Week 13 Tree-Based Models

This week, we focus on tree-based models and their implementation in R.

The Basic Concept

This section deals with tree-structure models which fall into the machine-learning rather than the inference statistics category as they are commonly used for classification and prediction tasks rather than explanation of relationships between variables. This means that tree-based models are typically used in classification tasks rather than in inferential analyses where we want to see how strongly factors of interactions between factors impact an outcome.
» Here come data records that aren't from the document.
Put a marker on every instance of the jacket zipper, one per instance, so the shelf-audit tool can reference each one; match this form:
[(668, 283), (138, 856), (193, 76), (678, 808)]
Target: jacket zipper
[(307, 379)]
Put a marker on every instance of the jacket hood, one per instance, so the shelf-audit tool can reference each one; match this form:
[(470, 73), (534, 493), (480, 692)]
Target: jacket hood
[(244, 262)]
The most basic type of tree-structure model is a decision tree or CART (classification and regression tree). A more optimized version of CARTs are conditional inference trees (CITs) - although CART and CITs are commonly treated as one and the same thing although CITs differ from CARTs in that they provide more accurate variable importance measures. Like random forests, inference trees are non-parametric and thus do not rely on distributional requirements (or at least on fewer). The tree structure represents recursive partitioning of the data to minimize residual deviance.

CARTs consist of three parts: a root, nodes, and leaves.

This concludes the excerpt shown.